Je me suis quand même décidé à traduire un se ses récents papiers parus dans Asia Times. Je suis pas vraiment satisfait du résultat, mais bon…

Dans cet article, Pepe Escobar revient sur la victoire de l’OTAN en Libye, une victoire que le président des Etats unis a d’ailleurs revendiquée comme telle, balayant ainsi toute idée saugrenue selon laquelle des «rebelles» auraient mis à bas le régime du  colonel Kadhafi.
L’action de l’OTAN en Libye correspond en fait à un nouveau concept stratégique des Etats Unis qui consiste à faire faire la partie visible du job par d’autres, en l’espèce les alliés incorporés dans l’OTAN et, dans des cas comme celui de la Libye, les monarchies démocratiques arabes.

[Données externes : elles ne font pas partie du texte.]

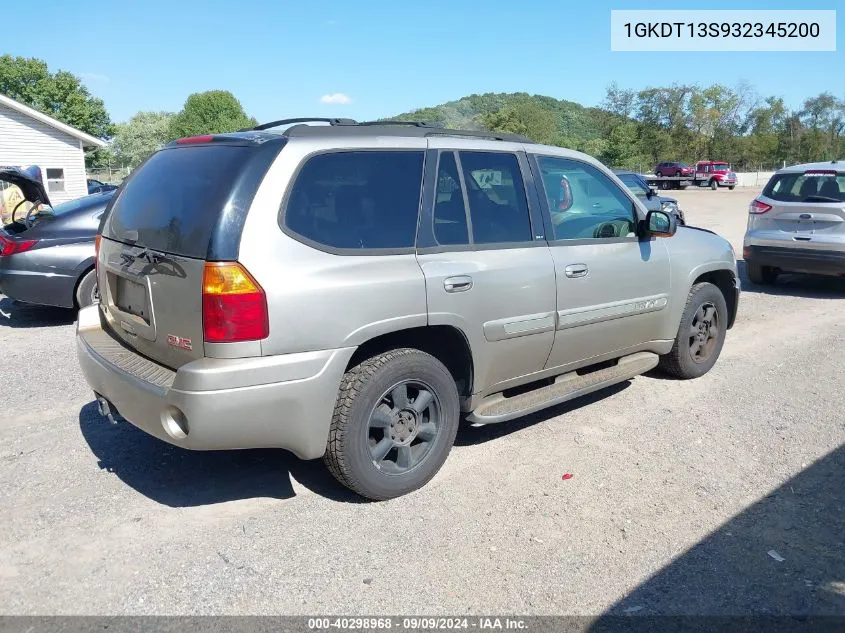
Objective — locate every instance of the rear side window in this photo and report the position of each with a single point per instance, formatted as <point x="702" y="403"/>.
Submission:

Pour Pepe Escobar, la guerre de Libye marque un nouveau degré de la déchéance de l’Occident qui s’est trouvée réduite à s’allier avec ceux qu’elle pourfend ailleurs, les prétendus combattants du «djihad» associés à d’anciens dignitaires du régime abattu.
Un scénario que certains seraient tentés de reproduire en Syrie où, pour l’instant, le gouvernement a réussi à éviter l’apparition d’un « Benghazi » d’Orient qui pourrait servir à donner un point d’appui militaire à une intervention dite « humanitaire ».

Escobar compare les occidentaux à des vautours qui se vautrent sur la dépouille du colonel Kadhafi, chacun revendiquant sa part de responsabilité dans l’assassinat de l’ancien dirigeant Libyen. 

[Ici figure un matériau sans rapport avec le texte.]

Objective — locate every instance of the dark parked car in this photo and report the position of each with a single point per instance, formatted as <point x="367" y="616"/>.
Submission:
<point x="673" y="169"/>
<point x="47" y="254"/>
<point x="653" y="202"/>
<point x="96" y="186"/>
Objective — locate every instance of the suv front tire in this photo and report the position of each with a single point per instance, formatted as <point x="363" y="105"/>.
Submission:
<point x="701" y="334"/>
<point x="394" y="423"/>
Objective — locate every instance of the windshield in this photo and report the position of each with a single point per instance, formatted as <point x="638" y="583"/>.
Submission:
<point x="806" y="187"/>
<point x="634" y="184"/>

Les Français avaient été sans doute les premiers à claironner leur part dans le meurtre, suivis de près par les Américains. C’est maintenant au tour des Anglais qui disent que leurs forces spéciales SAS encadraient sur place à Syrte les forces du Conseil National de Transition et ont organisé la coupure des voies de retraite possibles pour Kadhafi et ses hommes. Des forces spéciales du Qatar travaillaient également avec les SAS, le Qatar étant vous le savez, une démocratie modèle.

Et last but not least, ce sont maintenant les Allemands qui revendiquent leur portion du cadavre du dirigeant Libyen. Ils le font à la manière hypocrite coutumière des occidentaux en disant qu’ils savaient depuis un moment où se trouvait le colonel Libyen mais prétendent  n’avoir «pas transmis les données de localisation précises qui ont mené à l'attaque de l'Otan jeudi dernier».
A part ça, l’Allemagne n’était pas partie prenante de l’action militaire. Mais quand vient l’heure de festoyer…

Au lieu d’utiliser le mot vautour (vulture), Escobar aurait dû utiliser la désignation brésilienne de cet animal nécrophage : URUBU.

Bernard Lavilliers avait fait une très bonne chanson sur le thème de l’urubu :

Urubus, vous n'avez pas de cri
Cri de chasse, cri d'amour, cri de peur
Urubus, vous attendez qu'on meure
Mort de faim, mort d'amour, mort de peur
Cercles noirs cisaillant le ciel vide
Sans espoirs, attentifs et avides
Sans beauté, sans couleur et sans race
Obstinés, nettoyeurs et voraces
Anonymes citoyens solitaires
………………………………..
Urubus
Les aigles sont déchus
Innombrables vous gardez les issues !
Et comme le dit Bernard Lavilliers dans l’intro de sa chanson : Urubu, c’est le nom africain du vautour américain. Un texte qui a gardé toute sa valeur ainsi qu'en témoigne ce qui se passe en Libye où nous avons le grand urubu américain et les petites hyènes d'Europe et du Canada.
Les Anglais d’Alan Parsons Project avait fait aussi un très bon titre dans une veine assez voisine avec Vulture Culture (culture de vautour), une chanson absolument d’actualité.
  
par Pepe Escobar, Asia Times (Hong Kong), 22 octobre 2011 traduit de l’anglais par Djazaïri 

Ils se disputent la carcasse comme des vautours. Le ministère français de la défense dit que c’et lui qui l’a eu avec des tirs d’avions Rafale sur son convoi. Le Pentagone dit qu’il l’a eu avec un missile Hellfire tiré d’un Predator. Après qu’un colonel Mouammar Kadhafi blessé eut cherché refuge dans un tube de drainage sous une autoroute – un rappel sinistre du “trou” de Saddam Hussein – il a été découvert par las « rebelles » du Conseil national de Transition (CNT). Et puis dûment exécuté. 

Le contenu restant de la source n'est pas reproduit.